OFFSET
0,4
COMMENTS
Consider a grasshopper (cf. A141000) that starts at x=0 at time 0, then makes successive hops of sizes 1, 2, 3, ..., n, subject to the constraint that it must always land on a point x >= 0; sequence gives number of different places x where it can land after the n-th jump.
Here, unlike A141000, there is no restriction on how large x can be (of course x <= n(n+1)/2).
LINKS
Colin Barker, Table of n, a(n) for n = 0..1000
Index entries for linear recurrences with constant coefficients, signature (3,-4,4,-3,1).
FORMULA
a(n) = floor(n * (n+1) / 4 - 1) for n >= 9. The induction proof for A141000 shows that for n >= 21, you hit all numbers of the right parity except n(n+1)/2-2 and n(n+1)/2-4. The floor expression handles the various parity cases. - David Applegate.

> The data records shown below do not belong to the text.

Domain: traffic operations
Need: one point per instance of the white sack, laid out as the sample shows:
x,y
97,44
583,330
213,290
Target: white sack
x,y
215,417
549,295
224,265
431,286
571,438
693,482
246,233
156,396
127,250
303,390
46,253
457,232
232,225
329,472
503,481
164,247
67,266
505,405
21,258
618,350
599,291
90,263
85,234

G.f.: (1 - 2*x + 2*x^2 - x^3 + x^5 + x^6 - x^7 + 2*x^8 - 2*x^9 - x^12 + x^13) / ((1 - x)^3*(1 + x^2)). - Colin Barker, May 21 2013
From Colin Barker, Aug 06 2017: (Start)
a(n) = (1/8+i/8) * ((-5+5*i) + (-i)^(1+n) + i^n + (1-i)*n + (1-i)*n^2) for n>8 where i=sqrt(-1).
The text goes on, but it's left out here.